Monitoring and Managing Workflows in Databricks.
In the world of data science and machine learning, Databricks has become one of the most well-known platforms on which data scientists and Machine Learning Engineers execute their tasks. To ensure seamless execution and prompt error detection, it is crucial to have a robust monitoring system in place, which continuously retrieves the workflow’s state, enabling real-time monitoring. In this post, we will explore the mechanisms Databricks provides to monitor jobs in Databricks.
Workflows vs Jobs
In Databricks, a workflow refers to a logical sequence of multiple data-processing tasks. It provides a flexible framework that enables data scientists, data analysts, and Machine Learning Engineers to develop ETL pipelines, and analytical and ML workflows. Overall, it allows for the creation of intricate workflows without needing to manage complex infrastructure.
On the other hand, a job refers to the execution of a specific task or set of tasks within a workflow, in other words, it refers to a single run of the code, script, or any other supported Databricks-task.
In the image shown above, we can observe an example workflow consisting of three tasks. Each task is associated with code or a notebook that needs to be executed, along with any required parameters and configurations. The execution of a job can be scheduled to run at specific intervals or triggered manually as needed. Databricks offers a web-based interface and APIs for creating, managing, and monitoring jobs.
Databricks API request.
The purpose of this article is not to focus on the creation of workflows, but rather on monitoring their different states. For detailed information on creating workflows, we encourage you to read the Databricks documentation. Once a job is created, we can use the job_id
to make API requests.
To handle API requests, we can utilize the requests library in Python. By constructing the endpoint and providing authentication through headers, we can interact with the API. The base URL for all endpoints follows the following format.”
base_url = f"https://{browser_hostname}/api/2.1/jobs/”
Lastly, we can include the authorization using the headers of the API requests. The format for the headers is as follows:
headers = {"Authorization": f"Bearer {token}"}
As you may have noticed, we need to provide at least two variables when making API requests. The browser_hostname
is a part of the URL for our Databricks workspace.
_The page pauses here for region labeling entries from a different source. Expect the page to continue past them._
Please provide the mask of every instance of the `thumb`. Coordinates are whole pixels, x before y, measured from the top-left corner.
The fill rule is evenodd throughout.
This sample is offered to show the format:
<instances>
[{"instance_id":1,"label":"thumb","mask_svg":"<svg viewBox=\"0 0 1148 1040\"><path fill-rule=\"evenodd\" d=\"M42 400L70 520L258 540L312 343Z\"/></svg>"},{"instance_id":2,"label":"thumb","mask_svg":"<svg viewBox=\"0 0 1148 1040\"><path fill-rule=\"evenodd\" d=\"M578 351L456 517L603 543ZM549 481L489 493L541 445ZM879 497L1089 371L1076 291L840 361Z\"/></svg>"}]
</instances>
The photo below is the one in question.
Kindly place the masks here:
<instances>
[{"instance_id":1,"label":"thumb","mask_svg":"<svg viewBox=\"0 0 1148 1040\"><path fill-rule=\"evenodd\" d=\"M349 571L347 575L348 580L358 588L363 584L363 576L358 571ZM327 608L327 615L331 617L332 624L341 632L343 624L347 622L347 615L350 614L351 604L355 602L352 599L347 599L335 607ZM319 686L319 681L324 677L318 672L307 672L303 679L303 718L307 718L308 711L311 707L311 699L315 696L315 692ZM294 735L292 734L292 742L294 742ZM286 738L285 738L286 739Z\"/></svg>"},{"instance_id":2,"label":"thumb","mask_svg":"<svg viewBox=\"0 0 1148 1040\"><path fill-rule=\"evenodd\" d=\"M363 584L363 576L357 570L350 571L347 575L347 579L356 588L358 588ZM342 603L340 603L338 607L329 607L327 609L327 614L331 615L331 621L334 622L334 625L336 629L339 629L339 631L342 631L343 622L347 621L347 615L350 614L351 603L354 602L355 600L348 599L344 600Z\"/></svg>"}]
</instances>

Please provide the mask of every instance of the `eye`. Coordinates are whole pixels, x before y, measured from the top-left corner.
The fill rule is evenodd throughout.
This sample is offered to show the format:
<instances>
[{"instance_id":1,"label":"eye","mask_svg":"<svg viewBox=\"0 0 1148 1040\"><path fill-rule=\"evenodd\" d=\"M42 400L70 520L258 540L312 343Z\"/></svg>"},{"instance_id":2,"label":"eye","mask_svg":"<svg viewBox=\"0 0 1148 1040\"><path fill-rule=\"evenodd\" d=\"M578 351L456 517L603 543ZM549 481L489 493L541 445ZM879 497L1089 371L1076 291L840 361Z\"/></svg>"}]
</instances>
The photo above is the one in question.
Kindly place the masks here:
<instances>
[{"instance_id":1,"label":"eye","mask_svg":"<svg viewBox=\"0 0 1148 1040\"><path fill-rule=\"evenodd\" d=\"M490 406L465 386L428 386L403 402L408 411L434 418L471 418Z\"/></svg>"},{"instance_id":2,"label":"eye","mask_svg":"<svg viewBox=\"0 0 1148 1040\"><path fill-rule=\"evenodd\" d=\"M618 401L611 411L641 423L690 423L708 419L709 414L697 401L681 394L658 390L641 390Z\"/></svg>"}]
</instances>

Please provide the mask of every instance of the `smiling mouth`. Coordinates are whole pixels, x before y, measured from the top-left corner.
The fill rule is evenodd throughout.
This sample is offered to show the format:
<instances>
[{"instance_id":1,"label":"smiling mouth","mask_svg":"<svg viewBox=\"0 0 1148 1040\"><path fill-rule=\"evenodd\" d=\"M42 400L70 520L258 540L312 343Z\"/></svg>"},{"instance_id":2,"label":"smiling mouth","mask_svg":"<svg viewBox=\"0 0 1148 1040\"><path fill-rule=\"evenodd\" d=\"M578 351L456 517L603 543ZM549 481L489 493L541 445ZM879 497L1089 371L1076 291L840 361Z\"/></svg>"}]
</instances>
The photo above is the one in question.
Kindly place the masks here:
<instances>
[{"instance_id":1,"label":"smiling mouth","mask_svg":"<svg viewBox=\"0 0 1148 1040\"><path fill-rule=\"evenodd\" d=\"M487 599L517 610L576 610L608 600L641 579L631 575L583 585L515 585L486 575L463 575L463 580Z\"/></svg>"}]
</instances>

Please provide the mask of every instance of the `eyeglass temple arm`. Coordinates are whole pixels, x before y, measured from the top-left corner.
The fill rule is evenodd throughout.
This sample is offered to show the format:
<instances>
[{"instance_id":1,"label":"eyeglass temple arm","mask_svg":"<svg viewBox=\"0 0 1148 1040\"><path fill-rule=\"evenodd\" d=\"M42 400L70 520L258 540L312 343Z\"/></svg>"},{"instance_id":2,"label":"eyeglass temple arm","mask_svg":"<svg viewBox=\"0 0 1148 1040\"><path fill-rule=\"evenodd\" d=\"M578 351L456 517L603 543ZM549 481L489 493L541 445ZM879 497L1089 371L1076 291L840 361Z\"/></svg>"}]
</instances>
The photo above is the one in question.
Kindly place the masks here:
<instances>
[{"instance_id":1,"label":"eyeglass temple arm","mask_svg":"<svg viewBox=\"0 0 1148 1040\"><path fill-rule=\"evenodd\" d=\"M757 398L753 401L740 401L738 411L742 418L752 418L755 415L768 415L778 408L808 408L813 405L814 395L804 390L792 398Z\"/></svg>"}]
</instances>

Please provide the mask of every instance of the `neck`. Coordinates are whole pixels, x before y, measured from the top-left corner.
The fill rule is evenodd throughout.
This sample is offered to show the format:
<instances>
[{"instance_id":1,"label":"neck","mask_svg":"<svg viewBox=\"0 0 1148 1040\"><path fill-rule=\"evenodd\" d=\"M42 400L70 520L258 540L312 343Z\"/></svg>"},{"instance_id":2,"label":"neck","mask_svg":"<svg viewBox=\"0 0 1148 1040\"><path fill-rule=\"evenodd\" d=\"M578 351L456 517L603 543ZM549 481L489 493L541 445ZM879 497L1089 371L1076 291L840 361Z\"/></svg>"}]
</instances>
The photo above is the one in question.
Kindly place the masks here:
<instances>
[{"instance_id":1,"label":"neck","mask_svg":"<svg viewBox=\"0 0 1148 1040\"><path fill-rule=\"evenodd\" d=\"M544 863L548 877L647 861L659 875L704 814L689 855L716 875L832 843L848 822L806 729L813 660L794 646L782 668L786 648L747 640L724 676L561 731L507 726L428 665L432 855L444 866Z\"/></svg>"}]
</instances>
For authentication, we have two options. We can create a token by going to User settings and generating a new token. Alternatively, if we are running the monitoring code from a Databricks notebook, we can retrieve these values from dbutils and the notebook context.
# Get parameters from notebook context
browser_hostname = dbutils.notebook.entry_point.getDbutils().notebook().getContext().browserHostName().getOrElse(None)
token = dbutils.notebook.entry_point.getDbutils().notebook().getContext().apiToken().getOrElse(None)
Triggering a job.
Now that we know how to construct the base URL, we can begin using the API to manage the newly created job. One of the initial tasks we may want to accomplish is running the job. To trigger a new job run, we can use the following endpoint: /api/2.1/jobs/run-now
.
def trigger_job(job_id) -> dict:
"""Triggers a job and returns the run_id."""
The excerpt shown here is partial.